Yep, you read that right. I quit my job, again.
If you’re new here, the job I’m referring to is my third in a year. Yeah… I know what you’re probably thinking. Holy cow! That’s a lot of jobs, and a lot of quitting. What a lame gal. What does that say about your character? Your attitude? Your ambition? Who’s going to hire you after that kind of track record? Don’t you know how to tough something out?
At least, that’s what I told myself you’d be saying. In fact, that’s what I had told myself as truth: If I left this job, after this short amount of time, I would be a failure. I had so much difficulty coming to terms with the thought of it, that I believed it wasn’t an option. I didn’t even really consider leaving until I had two medical professionals, and my husband, and one of my best friends, and my mom, tell me that I needed to quit … to which I finally agreed.
Did you read that? I agreed?!
I agreed to quit my job. Maybe it’s just me, but I feel like that sentence sounds a little funny. For someone who prides herself in being confident, independent, and ambitious, having a decision as big as leaving a job be one you’re “talked into” doing, just seems odd.
A variety of factors resulted in this decision, a large one being our recent move that tripled my commute. I knew about two weeks after we had moved, that keeping this job was unsustainable, at least without any other aspects of the job, or my life, changing. So WHY did it take all these people telling me what I already knew for me to finally believe that I could take the step to do it?
There are quite a few factors that compounded it, but ultimately, it’s pretty simple. I didn’t trust myself.

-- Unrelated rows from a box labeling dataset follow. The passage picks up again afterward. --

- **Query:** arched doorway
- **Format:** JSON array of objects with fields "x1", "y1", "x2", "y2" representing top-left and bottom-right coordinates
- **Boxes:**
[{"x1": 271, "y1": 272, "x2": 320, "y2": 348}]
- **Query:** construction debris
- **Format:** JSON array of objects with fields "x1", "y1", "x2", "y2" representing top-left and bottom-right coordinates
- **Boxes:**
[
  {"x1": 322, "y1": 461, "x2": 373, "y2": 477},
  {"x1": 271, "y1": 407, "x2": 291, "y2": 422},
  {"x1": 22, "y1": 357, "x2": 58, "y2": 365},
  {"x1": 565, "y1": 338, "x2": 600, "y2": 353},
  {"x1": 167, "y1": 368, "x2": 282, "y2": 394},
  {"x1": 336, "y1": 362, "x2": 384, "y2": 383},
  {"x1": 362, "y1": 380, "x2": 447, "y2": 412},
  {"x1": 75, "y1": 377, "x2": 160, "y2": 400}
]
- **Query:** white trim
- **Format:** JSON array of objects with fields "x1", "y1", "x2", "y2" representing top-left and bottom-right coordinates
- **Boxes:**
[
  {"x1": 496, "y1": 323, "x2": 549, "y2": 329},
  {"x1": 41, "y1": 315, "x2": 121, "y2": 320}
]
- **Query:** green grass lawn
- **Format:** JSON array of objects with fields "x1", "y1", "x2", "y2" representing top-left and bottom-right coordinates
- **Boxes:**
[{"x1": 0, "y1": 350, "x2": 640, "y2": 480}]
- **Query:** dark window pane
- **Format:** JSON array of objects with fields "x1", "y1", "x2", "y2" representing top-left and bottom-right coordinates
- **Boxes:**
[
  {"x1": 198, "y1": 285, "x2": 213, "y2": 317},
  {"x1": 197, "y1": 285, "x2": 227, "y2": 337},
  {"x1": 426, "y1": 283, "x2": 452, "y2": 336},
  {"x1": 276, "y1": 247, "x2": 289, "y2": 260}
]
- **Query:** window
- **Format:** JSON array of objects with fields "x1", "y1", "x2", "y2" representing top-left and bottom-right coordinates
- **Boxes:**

In fact, I didn’t trust myself so much, that I found myself trying to justify to those who were trying to convince me otherwise, of all the reasons that I needed to stay. Regardless of the fact that the position wasn’t healthy for me on multiple levels, I felt like I owed it to my employer to “tough it out.”
I’ve realized, thanks to a support system that encourages accountability, that this is a common trend for me. I have a pattern of emotionally investing myself in situations that don’t deserve emotional investment. As a result, I attach myself to the position so much that I am unable to recognize when there’s a disparity between what is an appropriate level of commitment, and when unhealthiness begins.
Ever since I gave my notice (of five weeks, mind you), I’ve been on somewhat of a “self-empowerment” kick. This experience has really been eye-opening for me…which seems a little silly, to be honest. I just don’t think I realized how frequently I felt guilty about doing things that inconvenience others, even when they’re not in my own best interest, or even are in my disinterest. Listening to Girl, Stop Apologizing by Rachel Hollis has been a fantastic little kick in my side. I got it on Audible, and because of that little commute, and the fact that part of my usual route was closed last Thursday and Friday, I started and finished the entire book just during drive time over those two days. Yes, that means I spent eight hours in the car, in case you’re wondering.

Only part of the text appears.